Data drives the world. Nowadays, most of the data (structured or unstructured) can be analysed as a graph. Today, many practical computing problems concern large graphs. Standard examples include the Web graph and various social networks. The scale of these graphs (in some cases billions of vertices, trillions of edges) poses challenges to their efficient processing.

In this lab, we will focus on some basic graph algorithms and see how we can utilise these algorithms to efficiently analyse our data. Since, there exist many similarities between graph theory and network science, you will see us using network science related packages as well.

1.1. Influence Models

NetworkX is a Python package for the creation, manipulation, and study of the structure, dynamics, and functions of complex networks.

2. Dataset

For the purpose of this lab, we will use graph datasets. Instead of creating our own graphs (you are more then welcome if you have your own graph datasets), we will use some already existing datasets.

2.1. SNAP for Python

Snap.py is a Python interface for SNAP. SNAP is a general purpose, high performance system for analysis and manipulation of large networks. SNAP is written in C++ and optimized for maximum performance and compact graph representation. It easily scales to massive networks with hundreds of millions of nodes, and billions of edges.

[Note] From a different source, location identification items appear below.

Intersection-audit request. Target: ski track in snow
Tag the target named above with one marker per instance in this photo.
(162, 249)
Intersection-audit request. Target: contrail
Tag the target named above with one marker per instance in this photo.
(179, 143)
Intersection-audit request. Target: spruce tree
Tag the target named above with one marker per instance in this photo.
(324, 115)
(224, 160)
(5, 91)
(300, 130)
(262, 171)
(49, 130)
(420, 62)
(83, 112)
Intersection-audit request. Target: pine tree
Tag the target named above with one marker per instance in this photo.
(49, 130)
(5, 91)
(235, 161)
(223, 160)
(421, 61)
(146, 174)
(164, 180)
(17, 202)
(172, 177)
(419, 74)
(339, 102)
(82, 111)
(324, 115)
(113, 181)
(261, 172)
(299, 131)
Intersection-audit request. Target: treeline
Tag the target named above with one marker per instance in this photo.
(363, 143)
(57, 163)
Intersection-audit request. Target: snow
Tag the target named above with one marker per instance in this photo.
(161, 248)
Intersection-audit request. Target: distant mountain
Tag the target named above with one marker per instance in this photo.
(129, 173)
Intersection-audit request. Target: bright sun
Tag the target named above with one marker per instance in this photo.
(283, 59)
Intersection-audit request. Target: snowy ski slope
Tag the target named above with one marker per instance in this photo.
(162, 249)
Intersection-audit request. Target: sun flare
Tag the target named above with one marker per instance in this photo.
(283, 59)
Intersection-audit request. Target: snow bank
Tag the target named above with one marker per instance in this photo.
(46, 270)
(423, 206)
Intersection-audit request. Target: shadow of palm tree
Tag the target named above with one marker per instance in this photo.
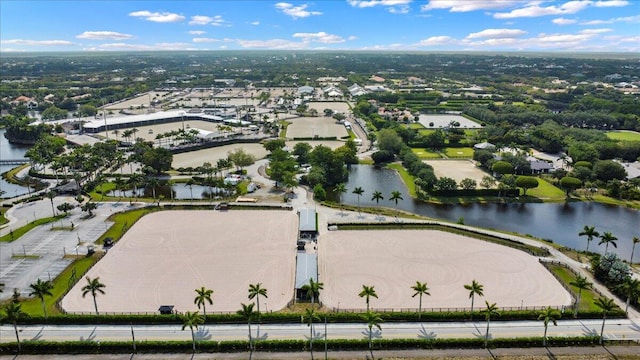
(375, 334)
(203, 333)
(423, 334)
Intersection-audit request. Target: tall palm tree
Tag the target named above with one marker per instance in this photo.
(373, 320)
(475, 288)
(248, 313)
(606, 305)
(255, 291)
(490, 310)
(202, 298)
(548, 315)
(358, 191)
(192, 320)
(313, 289)
(367, 293)
(395, 196)
(94, 286)
(631, 287)
(420, 289)
(608, 238)
(581, 283)
(590, 232)
(13, 312)
(340, 189)
(41, 289)
(635, 240)
(308, 317)
(377, 196)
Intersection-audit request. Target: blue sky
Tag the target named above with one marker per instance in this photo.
(401, 25)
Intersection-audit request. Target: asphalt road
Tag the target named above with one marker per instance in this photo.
(616, 329)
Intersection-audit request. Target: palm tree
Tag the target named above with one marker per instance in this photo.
(377, 196)
(248, 313)
(581, 283)
(192, 320)
(395, 196)
(548, 315)
(308, 317)
(490, 310)
(633, 248)
(340, 189)
(13, 312)
(475, 288)
(41, 289)
(606, 305)
(203, 297)
(51, 194)
(373, 320)
(255, 291)
(358, 191)
(631, 287)
(94, 286)
(367, 293)
(420, 289)
(590, 232)
(608, 238)
(313, 289)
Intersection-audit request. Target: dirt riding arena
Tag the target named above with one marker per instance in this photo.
(457, 170)
(307, 127)
(393, 260)
(166, 255)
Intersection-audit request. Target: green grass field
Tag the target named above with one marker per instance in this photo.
(546, 191)
(623, 135)
(459, 152)
(426, 154)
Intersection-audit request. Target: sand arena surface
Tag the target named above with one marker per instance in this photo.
(393, 260)
(166, 255)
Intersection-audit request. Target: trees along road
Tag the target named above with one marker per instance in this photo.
(615, 329)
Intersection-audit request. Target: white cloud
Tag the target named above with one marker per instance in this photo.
(164, 17)
(535, 10)
(272, 44)
(372, 3)
(497, 34)
(611, 3)
(37, 42)
(438, 40)
(104, 35)
(595, 31)
(563, 21)
(200, 20)
(629, 19)
(467, 5)
(296, 11)
(321, 37)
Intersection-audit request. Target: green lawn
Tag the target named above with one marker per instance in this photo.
(546, 191)
(459, 152)
(406, 177)
(426, 154)
(624, 135)
(61, 285)
(586, 298)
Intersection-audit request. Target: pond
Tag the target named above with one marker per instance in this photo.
(560, 222)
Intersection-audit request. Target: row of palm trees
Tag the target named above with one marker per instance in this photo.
(359, 191)
(605, 238)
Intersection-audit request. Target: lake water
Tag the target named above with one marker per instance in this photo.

SNAP also provides some graph datasets which we will use in this lab. List of available datasets can be found here.

2.2. WormNet v3

WormNet provides a genes data in the form of a network. It's basically a network-assisted hypothesis-generating server for Caenorhabditis elegans. List of available datasets can be found here.

WormNet is part of YONSEI Network Biology Lab. You can check out other available software/data here.

3. Setup

If you want to follow along, make sure to clone and cd to this lab's directory:

git clone https://github.com/mohammadzainabbas/MGMA-Lab.git
cd MGMA-Lab/src/lab1

3.1. Create new enviornment

Before starting, you may have to create new enviornment for the lab. Kindly, checkout the documentation for creating an new environment.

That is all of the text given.